Asael was born to Captain Samuel Smith Jr. (1714–1785) and Priscilla Gould (1707–1744). Samuel was an anti-British politician, militiamen for Massachusetts and member of the first Massachusetts Provincial Congress, and Priscilla was the descendant of Zaccheus Gould, one of the founders of Topsfield, Massachusetts. Asael's mother died 6 months after his birth and Samuel later married Priscilla Gould (the original Priscilla Gould's cousin). While growing up, he received a severe burn on his neck which caused a deformation leading to him gaining the nickname "Crook-neck Smith". Asael married Mary Duty (1743–1836) on February 12, 1767, the couple then moved to Windham, New Hampshire in 1772. From there they moved to Dunbarton and later Derryfield, now the city of Manchester.
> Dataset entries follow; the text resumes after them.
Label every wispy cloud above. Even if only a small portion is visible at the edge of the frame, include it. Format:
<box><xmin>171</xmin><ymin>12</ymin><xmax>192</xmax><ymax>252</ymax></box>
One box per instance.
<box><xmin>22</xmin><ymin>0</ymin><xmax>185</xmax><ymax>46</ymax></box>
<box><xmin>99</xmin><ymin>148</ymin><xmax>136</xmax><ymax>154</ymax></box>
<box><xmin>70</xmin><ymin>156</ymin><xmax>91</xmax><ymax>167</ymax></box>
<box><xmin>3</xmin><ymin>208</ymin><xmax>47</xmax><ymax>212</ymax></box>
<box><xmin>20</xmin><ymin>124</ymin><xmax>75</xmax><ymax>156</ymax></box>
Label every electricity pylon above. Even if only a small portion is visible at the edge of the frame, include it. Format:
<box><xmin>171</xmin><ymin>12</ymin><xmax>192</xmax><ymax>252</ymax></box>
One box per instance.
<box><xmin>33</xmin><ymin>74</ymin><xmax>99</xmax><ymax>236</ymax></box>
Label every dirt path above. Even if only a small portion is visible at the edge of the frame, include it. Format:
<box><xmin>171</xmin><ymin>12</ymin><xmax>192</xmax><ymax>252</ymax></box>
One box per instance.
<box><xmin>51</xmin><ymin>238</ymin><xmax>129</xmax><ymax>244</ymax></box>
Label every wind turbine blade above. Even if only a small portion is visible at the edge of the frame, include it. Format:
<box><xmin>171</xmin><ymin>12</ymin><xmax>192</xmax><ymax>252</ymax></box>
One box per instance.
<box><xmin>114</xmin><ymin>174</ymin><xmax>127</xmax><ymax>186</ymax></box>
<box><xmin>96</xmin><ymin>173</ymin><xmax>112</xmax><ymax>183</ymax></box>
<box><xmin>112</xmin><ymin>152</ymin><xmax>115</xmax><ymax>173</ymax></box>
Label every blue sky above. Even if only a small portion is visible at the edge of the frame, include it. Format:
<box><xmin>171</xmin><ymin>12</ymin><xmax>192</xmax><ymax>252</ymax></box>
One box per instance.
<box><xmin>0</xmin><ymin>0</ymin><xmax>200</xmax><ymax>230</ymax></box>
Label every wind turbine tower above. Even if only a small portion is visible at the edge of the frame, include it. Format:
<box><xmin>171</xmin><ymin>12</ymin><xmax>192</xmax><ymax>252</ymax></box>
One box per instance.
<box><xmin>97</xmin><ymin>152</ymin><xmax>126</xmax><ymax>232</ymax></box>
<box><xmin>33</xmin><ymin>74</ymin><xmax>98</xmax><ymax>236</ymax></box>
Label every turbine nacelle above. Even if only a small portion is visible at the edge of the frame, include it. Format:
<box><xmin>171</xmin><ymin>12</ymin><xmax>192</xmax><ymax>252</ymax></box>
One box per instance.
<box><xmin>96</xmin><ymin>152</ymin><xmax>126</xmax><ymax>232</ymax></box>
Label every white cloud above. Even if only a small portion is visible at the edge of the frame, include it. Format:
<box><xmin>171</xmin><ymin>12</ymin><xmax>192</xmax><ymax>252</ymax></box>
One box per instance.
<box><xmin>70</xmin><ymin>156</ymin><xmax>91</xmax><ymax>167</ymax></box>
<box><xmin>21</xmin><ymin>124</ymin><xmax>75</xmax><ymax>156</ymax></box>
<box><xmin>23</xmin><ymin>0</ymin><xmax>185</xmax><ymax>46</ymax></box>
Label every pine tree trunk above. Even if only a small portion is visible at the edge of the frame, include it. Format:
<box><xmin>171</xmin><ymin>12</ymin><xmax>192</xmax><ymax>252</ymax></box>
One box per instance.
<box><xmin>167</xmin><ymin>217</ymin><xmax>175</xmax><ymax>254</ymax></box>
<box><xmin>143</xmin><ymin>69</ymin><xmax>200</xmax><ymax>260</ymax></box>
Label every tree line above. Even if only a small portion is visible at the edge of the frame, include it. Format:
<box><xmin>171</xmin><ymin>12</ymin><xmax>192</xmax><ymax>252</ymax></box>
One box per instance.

== Military life and Vermont ==
Asael enlisted in the Continental Army and served under Colonel Joshua Wingate from March 4, 1776 to August 1, 1778. Asael returned to Topsfield in 1785 following the death of his father, and he worked in Topsfield for five years to liquidate his father's debts. After paying off the debts, he first moved to Ipswich, Massachusetts, and then to Tunbridge, Vermont in 1791. In 1797 he began to oppose the established religions and served as moderator of a meeting that established one of the early Universalist societies in Vermont. He also began to believe that God was going to "raise up some branch of his family to be a great benefit to mankind.”

== Death and legacy ==

A page from the personal bible of Hyrum Smith

Asael spent the rest of his life working as a farmer and living with his son Silas Smith in Stockholm, New York before his death on October 30, 1830. Before Asael's death his son Joseph Smith Sr. converted him to Mormonism despite the protest of Silas. Asael was praised by several prominent Mormons like Joseph Smith Jr., Joseph Fielding Smith, Brigham Young, and George Q. Cannon for his patriotism, honesty and his beliefs on religion and equal rights. According to Joseph Smith Jr., “My grandfather, said that he always knew that God was going to raise up some branch of his family to be a great benefit to mankind...he declared that I [Joseph] was the very Prophet that he had long known would come in his family.”